Und so haben sich Zivilgesellschaftliche Organisationen, Persönlichkeiten des öffentlichen Lebens und die Vereinte Dienstleistungsgewerkschaft (ver.di) zusammengetan und fordern die Politik in einem bundesweiten Aufruf dazu auf, die Weichen für einen grundsätzlichen Kurswechsel zu stellen, den Sozialstaat zu stärken und auszubauen sowie erheblich in die notwendige Umstrukturierung von Wirtschaft und Gesellschaft zu investieren.

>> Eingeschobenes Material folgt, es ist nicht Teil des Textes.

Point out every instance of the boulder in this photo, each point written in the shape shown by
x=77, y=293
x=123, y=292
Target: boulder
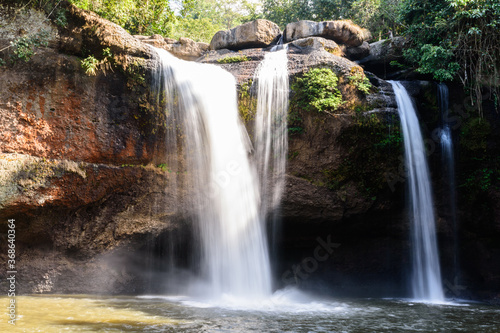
x=258, y=33
x=342, y=31
x=318, y=43
x=356, y=52
x=384, y=51
x=184, y=48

Dazu erklärte Hans-Werner Meyer vom Bundesverband Schauspiel BFFS:
„Die Kultur- und Kreativindustrie ist die zweitgrößte in diesem Land, aber sie ist kleinteilig und wird getragen von Menschen mit atypischen Beschäftigungsverhältnissen. Da gibt es nicht die eine dominierende Firma, die man mit einem Milliardenzuschuss retten könnte, sondern viele kleine Institutionen und Firmen, die still verschwinden, wenn sie nach der Krise nicht deutlich stärker gefördert werden als bisher“.
Grundsätzlich geht es aber um mehr, als um die Förderung von Künstler*innen und Kulturschaffenden. So steht im Aufruf:
„Wir fordern eine Abkehr von der Schuldenbremse, mehr Steuer- und Verteilungsgerechtigkeit, eine konsequente Verfolgung von Steuerflucht und -umgehung sowie den Abbau umwelt- und klimaschädlicher Subventionen, um die gesellschaftlich notwendigen Veränderungen finanzieren zu können.“
Dazu verlangen die Unterzeichner*innen eine bessere – sprich gerechtere Umverteilung des Reichtums und den krisenfesten Ausbau des Sozialstaates, Gemeinwohl vor Profit, um die Krisen der Zukunft zu bewältigen. Dass die Reichsten nach wie vor steuerlich wenig belastet werden und Deutschland quasi eine Steueroase für Erben ist, steht ebenso in der Kritik, wie die Politik der Deregulierung und Privatisierung. Also insgesamt mehr Verantwortung für den Staat, damit die Bürger*innen, die nicht zu den Krisengewinner*innen gehören, entlastet werden.
Da der Aufruf erst den Beginn einer ganzen Veranstaltungsreihe zu den Themen „soziale Gerechtigkeit“ und „neues Wirtschaften“ kennzeichnet, bleibt zu hoffen, dass die Forderungen und das Engagement der Aufrufenden mehr Gehör finden und sich eine breite Öffentlichkeit an der Debatte darüber beteiligt.